Me llevó a la posada donde se alojaba. Me alimentó y dio vestiduras nuevas, compró otras hermosas y me las obsequió y llegada la noche retozamos como en los pasados tiempos. Yo estaba verdaderamente agradecida y la vida volvía a sonreírme después de esas tres semanas de incertidumbre por las calles de Cesarea. Imaginé que me volvería su ramera. Lo que no comprendía era por qué no me tomaba como esclava para ello. Al amanecer me lo explicó con detalles ¡Oh Dios¡ el enemigo se viste con ropajes que impiden reconocerle en su fealdad, sus máscaras son múltiples y atractivas. Hiram era cortés, de modos suaves, muy generoso, nunca lo vi en un acto de crueldad con sus esclavos como los veía en casa de Plinio y debo confesar que gracias a él me volví rica, sin embargo era un emisario de Belzebú a través del cual fui azuzada en los pecados de la lujuria, la vanidad, la codicia y el orgullo. Hiram me llevaría a Jerusalem, gran ciudad a la que concurrían los hebreos de toda La Palestina en peregrinaje a su templo, poseedora de grandes mercados en donde griegos y árabes tenían negocios de todo tipo. Me instalaría en una cómoda casa de su propiedad, dotada con muebles y esclavos para mi servicio. Me compraría joyas y vestidos. Dijo que mis dones, lujuria y belleza harían el resto. Con lo que ganara le pagaría a él el alquiler de la casa. Mis ganancias serían tantas que ambos estaríamos contentos. El se encargaría de presentarme a ricos hombres potentados, con lo que iniciaría mi vida de meretriz de alta categoría.
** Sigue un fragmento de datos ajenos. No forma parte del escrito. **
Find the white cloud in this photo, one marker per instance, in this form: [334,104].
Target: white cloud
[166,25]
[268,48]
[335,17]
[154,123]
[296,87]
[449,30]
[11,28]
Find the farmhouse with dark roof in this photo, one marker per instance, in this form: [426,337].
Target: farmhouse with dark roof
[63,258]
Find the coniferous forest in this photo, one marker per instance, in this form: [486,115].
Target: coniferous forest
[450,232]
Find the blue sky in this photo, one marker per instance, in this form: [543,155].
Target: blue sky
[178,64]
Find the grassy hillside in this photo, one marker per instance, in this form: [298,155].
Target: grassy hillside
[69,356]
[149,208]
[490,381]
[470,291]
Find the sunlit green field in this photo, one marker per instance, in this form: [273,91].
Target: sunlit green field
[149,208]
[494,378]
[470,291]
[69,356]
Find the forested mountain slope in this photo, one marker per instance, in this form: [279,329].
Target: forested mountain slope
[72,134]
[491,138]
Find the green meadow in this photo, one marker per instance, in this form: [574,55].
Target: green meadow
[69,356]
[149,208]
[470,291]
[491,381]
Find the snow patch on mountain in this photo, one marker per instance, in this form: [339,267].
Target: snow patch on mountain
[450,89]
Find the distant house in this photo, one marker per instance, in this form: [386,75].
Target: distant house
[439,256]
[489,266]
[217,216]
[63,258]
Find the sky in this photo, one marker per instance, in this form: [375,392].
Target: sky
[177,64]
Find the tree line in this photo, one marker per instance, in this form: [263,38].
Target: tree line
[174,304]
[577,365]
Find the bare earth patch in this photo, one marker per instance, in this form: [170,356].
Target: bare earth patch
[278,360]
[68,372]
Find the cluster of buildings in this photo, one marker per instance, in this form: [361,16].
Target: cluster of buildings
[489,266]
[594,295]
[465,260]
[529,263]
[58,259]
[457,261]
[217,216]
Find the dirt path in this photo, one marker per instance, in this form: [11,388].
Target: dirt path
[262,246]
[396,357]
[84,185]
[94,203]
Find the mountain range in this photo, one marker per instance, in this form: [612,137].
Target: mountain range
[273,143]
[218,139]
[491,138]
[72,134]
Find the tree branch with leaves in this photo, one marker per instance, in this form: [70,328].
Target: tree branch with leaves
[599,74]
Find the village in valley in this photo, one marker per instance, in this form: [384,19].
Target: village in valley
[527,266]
Mis clientes serían ricos árabes y griegos, además de autoridades del imperio. No podía dar crédito a semejante propuesta en que la inversión sería mucha al igual que el riesgo y así se lo manifesté. Hiram sólo se limitó a decir que mi juventud me impedía ver con claridad y que él tenía amplia experiencia. Esto último era verdad; Hiram ya había hecho esto con otras mujeres en ciudades como Sidón, Tiro y Cesarea con exitosos resultados.
Mi Socio, personalmente me enseñó modales, a leer en griego y arameo, fórmulas para destacar mi belleza y suscitar la lascivia de los hombres y el arte de administrar un patrimonio. Agradecida, puse el mayor empeño en aprender y ni él ni yo nos arrepentimos. Era cierto, lo pude comprobar, las personas libres generan más riqueza al saber que el fruto de su trabajo será suyo.
CONTINUARÁ.

sábado, 15 de mayo de 2010

EL CUENTO DE CLAUDIA (Parte 8).

"EL MAESTRO."

Caminamos hasta salir de Cesarea y acampamos cerca de un arroyo que desembocaba en el mar. Allí descansé junto a las mujeres, enfermos, miserables, vagabundos y un sin número de desarrapados que seguían al maestro. Me dieron agua y pan y tratáronme con mucha solicitud. Noté que mi Amo Judas y el maestro hablaban de mí; ellos se acercaron y yo me sentí cohibida. El maestro me miró fijo y sonriendo preguntó.
-¿Cómo os llamáis?
-Judit, llamada Claudia, rabbí- contesté.
-Bien, Judit llamada Claudia; por lo pronto os quitaremos las cadenas y las argollas. Debéis descansar.
El maestro pasó su mano por mi cabello y mejilla y tuve unas irreprimibles ganas de llorar que no me expliqué. El Amo Judas, dirigiéndose al rabbí, preguntó que qué harían conmigo.
-Es una esclava apestosa y tan sólo por eso pudimos adquirirla por ese vil precio, rabbí.
-Es vuestra esclava, Judas, disponed vos- respondió el maestro.
-Pero vos dijisteis que la comprara.
-Tenéis razón, Judas, yo lo dije.

El maestro rió y de mi oreja quitó la argolla, signo de mí esclavitud y la arrojó al arroyo.
-Judit, llamada Claudia, desde ahora sois libre.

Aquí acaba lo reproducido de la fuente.